Posted by: | April 4, 2016 | No Comment |

Everyone tells stories. Whether we are telling a friend about what we saw on our morning commute or sharing an old family story that is passed down through the generations we all take part in storytelling. By definition storytelling is “the telling or writing of stories;” and the definition of a story is “a narrative, either true or fictitious, in prose or verse, designed to interest, amuse, or instruct the hearer or reader.” Both of these definitions are very broad and that allows all people to be considered a storyteller.



Social media has become a large contributor of storytelling. Facebook posts, tweets, and Instagram captions allow for anyone with an account to tell all of their friends and followers stories of what is going on in their lives. Hashtags are make it easy to find interesting stories about a plethora of things. Jimmy Fallon of The Tonight Show did a series of segments on his show where he asked viewers to tweet using certain hashtags such as #WeddingFails and #OneTimeInClass. These segments are incredibly hilarious and they are extremely relatable.
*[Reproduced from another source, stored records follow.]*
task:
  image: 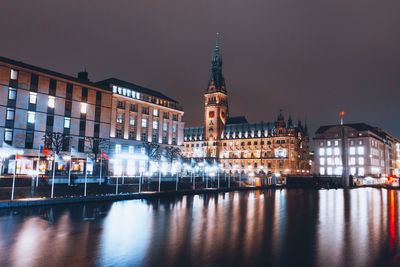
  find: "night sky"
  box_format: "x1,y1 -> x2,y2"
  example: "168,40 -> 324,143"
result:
0,0 -> 400,137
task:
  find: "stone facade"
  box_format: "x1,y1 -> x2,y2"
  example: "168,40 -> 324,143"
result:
183,35 -> 310,175
314,123 -> 400,178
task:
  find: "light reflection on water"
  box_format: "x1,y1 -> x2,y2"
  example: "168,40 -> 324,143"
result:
0,188 -> 400,266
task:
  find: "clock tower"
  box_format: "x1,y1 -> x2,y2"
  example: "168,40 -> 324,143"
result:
204,33 -> 228,150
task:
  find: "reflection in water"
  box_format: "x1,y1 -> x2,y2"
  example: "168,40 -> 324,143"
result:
0,188 -> 400,266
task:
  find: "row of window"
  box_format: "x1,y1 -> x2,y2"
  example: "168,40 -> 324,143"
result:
116,134 -> 176,145
117,114 -> 176,133
319,140 -> 363,146
319,146 -> 364,156
6,108 -> 71,129
8,87 -> 87,113
319,157 -> 364,165
117,101 -> 178,121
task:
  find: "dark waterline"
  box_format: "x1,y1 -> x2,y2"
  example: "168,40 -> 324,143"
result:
0,188 -> 400,266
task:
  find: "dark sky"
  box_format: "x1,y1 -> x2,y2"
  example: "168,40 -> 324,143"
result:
0,0 -> 400,137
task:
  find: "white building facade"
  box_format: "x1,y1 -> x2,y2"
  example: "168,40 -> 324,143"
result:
314,123 -> 400,178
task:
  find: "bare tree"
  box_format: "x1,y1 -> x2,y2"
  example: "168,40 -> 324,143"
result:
142,141 -> 161,171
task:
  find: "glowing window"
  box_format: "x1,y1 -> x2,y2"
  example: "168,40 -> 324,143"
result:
47,96 -> 56,108
8,87 -> 17,100
6,108 -> 15,121
117,114 -> 122,123
333,147 -> 340,155
81,103 -> 87,114
64,118 -> 71,128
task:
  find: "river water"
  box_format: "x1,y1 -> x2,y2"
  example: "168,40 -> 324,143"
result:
0,188 -> 400,267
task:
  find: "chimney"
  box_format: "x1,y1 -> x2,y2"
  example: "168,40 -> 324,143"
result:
78,70 -> 89,81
Twitter is definitely not the only media platform that allows for people to tell stories. Facebook, Instagram, Tumblr, WordPress, and Youtube all allow for storytelling to thrive. Tumblr and Youtube both are great platforms for storytelling. Tumblr, a blogging website, allows for people to share stories, pictures, gifs, and videos with a large audience which often results in a story being spread to a large amount of people. Tumblr posts fall under many different categories; they can be humorous, awkward, happy, sad, angry, or any other emotion that the blogger wants. Youtube allows for an even larger audience to take part in storytelling as either the storyteller or the audience. Professional storytellers can share their stories as small animated or live action videos draw in the attention of viewers. Anyone with access to a computer and internet can go onto Youtube and find just about any story that they want to hear.